Shaw, S. (1999) 'Men's leisure and women's lives: the impact of pornography on women', in Leisure Studies, vol 18: 197 - 212
It is rare to attempt to examine the impact of pornography on women. Pornography is a big business, predominantly aimed at males. There is some laboratory work on the effects of pornography in terms of violence (with references on page 198), and a general support for the view that watching pornography seems to increase male callousness towards women. Feminist concerns are not usually tapped by laboratory studies, since they turn on the objectification and disempowerment of women, the perpetuation of gender stereotypes and inequalities.
The problem of definition arises straight away -- should researchers use legal or feminist concerns to define pornography? There is a clear overlap between pornography and other media, and the likelihood of a great diversity of responses as well as types, although again this may miss the underlying issue of power asymmetry. Should individuals or groups be chosen for study? Shaw chose individuals and assumed that they would be able to construct a response rather than register one passively. A variety of grounded theory was pursued, so that definitions and reactions could emerge and not be imposed.
The 32 women were chosen to be as representative as possible in terms of age differences, marital status and sexual preferences. Various other dimensions were also recorded, such as years of higher education or religious orientation. Semi-structured interviews offered a gradual progression, initially discussing 'sexually explicit material', or 'adult entertainment', and waiting to see if the respondents used the term 'pornography'. All the women were familiar with the examples discussed, including the 12 examples presented by the interviewer. The women were invited to first categorise and then discuss these examples as a prompt. Finally, they were asked about the impact of pornography on relationships.
The results showed that all women were fairly familiar with the materials, although only nine had actually bought any material themselves. In the categorisation exercise, they separated out examples that featured sexual violence, including implied violence, irrespective of the sex of the victim. They expressed negative reactions to the violence examples, reporting feeling scared or disgusted, for example, especially if the victim was a woman. Violence directed at males tended to be seen as unrealistic and thus as less serious. In terms of the reactions to the non-violent material, there was a greater diversity, and reactions included embarrassment, unhappiness, anxiety about the lack of warmth, and a feeling that the activities should be kept private. A very few were attracted by the material. Material showing same-sex relationships evoked more complex reactions, often involving assumed context, and those with higher education levels appeared to be less homophobic. The term 'pornography' began to be used as a negative and condemnatory term.
There was a worry about the impact of pornography. The bodies depicted were often seen as too thin, too perfect. Women might sometimes begin to be self-critical about their own bodies as a result.

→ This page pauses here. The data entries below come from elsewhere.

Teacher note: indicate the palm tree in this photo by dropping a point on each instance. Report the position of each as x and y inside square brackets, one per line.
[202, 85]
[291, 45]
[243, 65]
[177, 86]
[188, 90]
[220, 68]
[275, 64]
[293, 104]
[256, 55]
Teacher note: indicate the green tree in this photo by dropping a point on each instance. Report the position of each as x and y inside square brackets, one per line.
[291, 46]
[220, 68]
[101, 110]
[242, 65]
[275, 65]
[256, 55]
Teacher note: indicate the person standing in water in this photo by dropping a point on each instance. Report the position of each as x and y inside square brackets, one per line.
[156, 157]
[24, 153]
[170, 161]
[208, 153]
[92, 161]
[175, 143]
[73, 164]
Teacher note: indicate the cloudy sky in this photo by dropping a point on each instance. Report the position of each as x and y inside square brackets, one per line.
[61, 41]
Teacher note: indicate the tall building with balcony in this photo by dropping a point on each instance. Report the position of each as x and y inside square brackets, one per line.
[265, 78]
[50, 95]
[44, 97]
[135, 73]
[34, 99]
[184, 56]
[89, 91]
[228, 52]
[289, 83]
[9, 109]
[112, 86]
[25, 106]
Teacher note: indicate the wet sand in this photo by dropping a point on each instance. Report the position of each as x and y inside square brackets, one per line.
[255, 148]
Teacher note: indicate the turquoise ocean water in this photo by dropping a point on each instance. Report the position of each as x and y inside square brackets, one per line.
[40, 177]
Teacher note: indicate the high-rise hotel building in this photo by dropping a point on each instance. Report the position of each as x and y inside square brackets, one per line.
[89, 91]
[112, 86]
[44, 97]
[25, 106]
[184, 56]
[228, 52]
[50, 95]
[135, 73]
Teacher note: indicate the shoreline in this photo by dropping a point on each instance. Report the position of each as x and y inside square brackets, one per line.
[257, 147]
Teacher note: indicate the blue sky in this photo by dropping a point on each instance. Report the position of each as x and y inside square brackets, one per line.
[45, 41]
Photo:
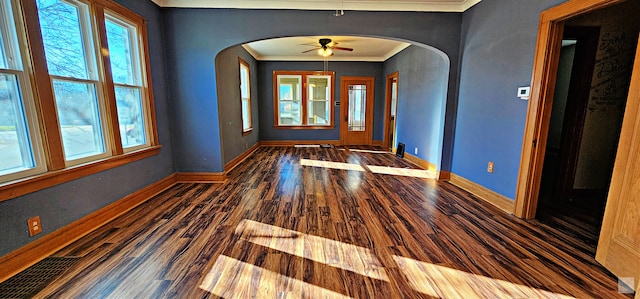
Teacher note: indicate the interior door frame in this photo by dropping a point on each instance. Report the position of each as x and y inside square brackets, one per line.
[576, 106]
[370, 81]
[545, 68]
[387, 115]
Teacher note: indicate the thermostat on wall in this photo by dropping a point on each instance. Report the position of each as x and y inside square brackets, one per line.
[523, 92]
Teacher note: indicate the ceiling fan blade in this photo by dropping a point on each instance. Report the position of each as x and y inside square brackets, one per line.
[342, 48]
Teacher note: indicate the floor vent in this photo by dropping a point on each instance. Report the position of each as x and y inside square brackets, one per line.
[29, 282]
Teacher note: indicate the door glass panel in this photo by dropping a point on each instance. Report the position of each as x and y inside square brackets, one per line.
[289, 100]
[394, 97]
[318, 99]
[357, 108]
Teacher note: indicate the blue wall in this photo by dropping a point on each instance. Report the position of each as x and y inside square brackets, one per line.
[196, 36]
[498, 44]
[423, 75]
[60, 205]
[233, 142]
[341, 68]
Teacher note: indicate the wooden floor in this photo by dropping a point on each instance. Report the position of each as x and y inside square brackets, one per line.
[277, 229]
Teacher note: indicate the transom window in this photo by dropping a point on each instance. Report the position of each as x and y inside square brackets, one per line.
[303, 99]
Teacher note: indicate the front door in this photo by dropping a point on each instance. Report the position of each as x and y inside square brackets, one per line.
[356, 99]
[391, 104]
[619, 245]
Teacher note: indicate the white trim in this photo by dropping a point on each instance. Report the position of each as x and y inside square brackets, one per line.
[366, 5]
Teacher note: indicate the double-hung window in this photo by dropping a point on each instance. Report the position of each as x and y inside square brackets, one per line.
[69, 46]
[303, 100]
[126, 71]
[92, 105]
[245, 97]
[20, 151]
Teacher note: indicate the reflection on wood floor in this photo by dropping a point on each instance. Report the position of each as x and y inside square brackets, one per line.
[278, 229]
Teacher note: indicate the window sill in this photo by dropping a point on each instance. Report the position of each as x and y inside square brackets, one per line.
[48, 179]
[304, 127]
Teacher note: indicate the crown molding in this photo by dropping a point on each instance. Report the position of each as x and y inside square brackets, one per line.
[365, 5]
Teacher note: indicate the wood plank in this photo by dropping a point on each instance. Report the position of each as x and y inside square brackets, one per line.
[277, 228]
[37, 250]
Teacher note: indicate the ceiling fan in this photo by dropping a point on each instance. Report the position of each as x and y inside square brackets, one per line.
[326, 47]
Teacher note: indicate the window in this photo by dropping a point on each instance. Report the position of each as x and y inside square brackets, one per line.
[70, 53]
[92, 106]
[124, 53]
[245, 97]
[20, 153]
[303, 99]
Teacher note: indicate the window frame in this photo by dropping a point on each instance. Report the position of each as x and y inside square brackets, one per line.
[304, 100]
[142, 75]
[56, 170]
[13, 37]
[249, 112]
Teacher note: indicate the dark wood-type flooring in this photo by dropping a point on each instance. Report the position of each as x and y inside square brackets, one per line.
[276, 229]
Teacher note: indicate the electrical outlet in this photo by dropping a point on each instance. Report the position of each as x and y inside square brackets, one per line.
[35, 227]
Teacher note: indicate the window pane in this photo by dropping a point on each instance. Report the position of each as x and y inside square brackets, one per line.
[3, 55]
[16, 153]
[246, 118]
[245, 96]
[290, 100]
[60, 24]
[244, 81]
[130, 116]
[79, 119]
[122, 53]
[318, 100]
[9, 52]
[357, 107]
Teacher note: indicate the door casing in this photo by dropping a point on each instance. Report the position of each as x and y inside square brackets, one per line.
[345, 81]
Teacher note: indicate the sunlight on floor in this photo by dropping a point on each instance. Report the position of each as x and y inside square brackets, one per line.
[443, 282]
[231, 278]
[322, 250]
[332, 165]
[416, 173]
[369, 151]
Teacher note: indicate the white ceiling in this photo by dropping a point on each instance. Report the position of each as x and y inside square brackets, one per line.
[369, 5]
[291, 48]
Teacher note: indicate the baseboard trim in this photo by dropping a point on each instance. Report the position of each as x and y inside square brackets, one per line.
[444, 176]
[301, 142]
[39, 249]
[237, 160]
[201, 177]
[422, 163]
[500, 201]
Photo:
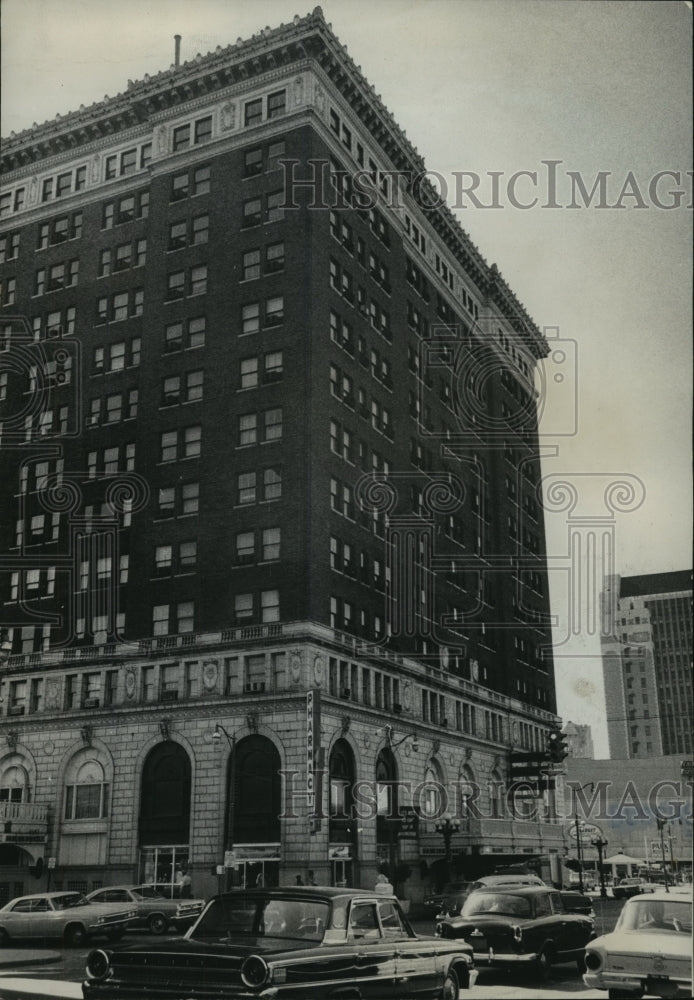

They thought that pornography would make male expectations of real women unrealistic, or would begin to rank women purely according to their physical characteristics. Some feared that viewing pornography would lead to imitation and actual sexual abuse.
Although most of the data referred to beliefs, so that 30 thought there would be a negative effect, some of the women had actually been in relationships with male users of pornography. Those women did feel worried and hurt when their partners used pornography, and suffered low self-esteem at best. They offered a qualified acceptance of their partners' use, agreeing that it was acceptable if kept secret, for example. They felt reluctant to discuss their negative feelings with their partners, fearing that they would be seen as prudish, or wanting to limit the freedoms of others. They tended to give the same reasons to justify opposition to censorship. This shows the effects of a 'dominant ideology of individualism, freedom of choice and freedom of expression' (208).
So consuming pornography is not a major leisure activity for women, and they seem to feel negative reactions, especially towards scenes of sexual violence. This seems to be a common concern regardless of their other differences (level of education and so on). The women knew that using pornography was common for men. Mostly they framed their views in terms of the perceived impact rather than the aesthetics of the work as such. Overall, the consumption of pornography does seem to support the reproduction of gender differences. Resistance by women tends to be muted, so feminist suspicion that women are silenced seems to be justified.
Shaw ends by discussing a number of policies, including some designed to raise empowerment of women so that they can speak out and give their views.